The old priest shook his head stubbornly, muttering that Quart had never heard the confession of a poor woman on her knees seeking consolation, the cry of a newborn child, the breath of a dying man whose sweating hand he held. So even if Father Ferro talked for hours, nobody would understand a single damned word. And Quart, despite the diplomatic passport in his pocket, the official support of the Curia, the tiara and keys of St. Peter on his papers, realised that he didn't have the slightest authority over the hostile, wretched-looking old man, the exact antithesis of what any churchman would link with the glory of God. With a sudden stab of anxiety he saw the outline of a ghost from the past: Nelson Corona. He remembered the same distancing from officialdom, the same determined expression.

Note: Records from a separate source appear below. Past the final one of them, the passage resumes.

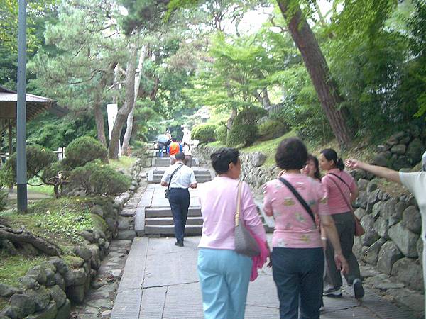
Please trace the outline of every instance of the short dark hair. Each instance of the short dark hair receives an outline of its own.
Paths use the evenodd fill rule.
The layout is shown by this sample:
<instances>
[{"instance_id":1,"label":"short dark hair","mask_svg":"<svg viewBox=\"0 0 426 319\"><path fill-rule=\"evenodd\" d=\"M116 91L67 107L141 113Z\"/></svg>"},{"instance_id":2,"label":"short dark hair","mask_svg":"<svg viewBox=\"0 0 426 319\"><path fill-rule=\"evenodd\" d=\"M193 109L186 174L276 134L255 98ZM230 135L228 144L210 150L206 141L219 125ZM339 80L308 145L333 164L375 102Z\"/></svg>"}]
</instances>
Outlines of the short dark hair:
<instances>
[{"instance_id":1,"label":"short dark hair","mask_svg":"<svg viewBox=\"0 0 426 319\"><path fill-rule=\"evenodd\" d=\"M307 161L306 146L297 138L281 141L275 153L275 162L281 169L301 169Z\"/></svg>"},{"instance_id":2,"label":"short dark hair","mask_svg":"<svg viewBox=\"0 0 426 319\"><path fill-rule=\"evenodd\" d=\"M332 160L334 162L336 167L339 170L343 171L344 169L343 160L337 156L337 152L334 150L332 148L326 148L321 151L321 154L322 154L327 160L331 161Z\"/></svg>"},{"instance_id":3,"label":"short dark hair","mask_svg":"<svg viewBox=\"0 0 426 319\"><path fill-rule=\"evenodd\" d=\"M217 174L224 174L229 170L229 164L236 164L239 152L235 148L222 147L210 155L212 166Z\"/></svg>"},{"instance_id":4,"label":"short dark hair","mask_svg":"<svg viewBox=\"0 0 426 319\"><path fill-rule=\"evenodd\" d=\"M178 161L182 161L185 160L185 154L183 154L182 152L179 152L175 155L175 158Z\"/></svg>"}]
</instances>

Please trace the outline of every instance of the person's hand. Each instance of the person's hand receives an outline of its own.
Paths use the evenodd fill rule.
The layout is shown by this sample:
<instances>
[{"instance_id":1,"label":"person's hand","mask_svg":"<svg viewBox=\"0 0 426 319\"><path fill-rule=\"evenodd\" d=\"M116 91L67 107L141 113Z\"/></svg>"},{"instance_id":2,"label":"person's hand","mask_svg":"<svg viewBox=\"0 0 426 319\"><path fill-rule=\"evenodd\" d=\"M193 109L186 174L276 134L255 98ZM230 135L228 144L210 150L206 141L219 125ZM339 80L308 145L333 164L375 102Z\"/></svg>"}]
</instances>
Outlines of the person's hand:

The only difference was that Quart had glimpsed fear as well as determination in the Brazilian's eyes, while Father Ferro's dull gaze was as firm as a rock. Before resuming his obstinate silence, the old priest concluded by saying that his church was

a refuge. It sounded quaint, and the Vatican envoy arched an eyebrow derisively. In search of equilibrium, he tried to reawaken his old contempt for the village priest. Once again he was a dignitary confronting an underling, and the ghost of Nelson Corona faded. "That's an odd way to describe it."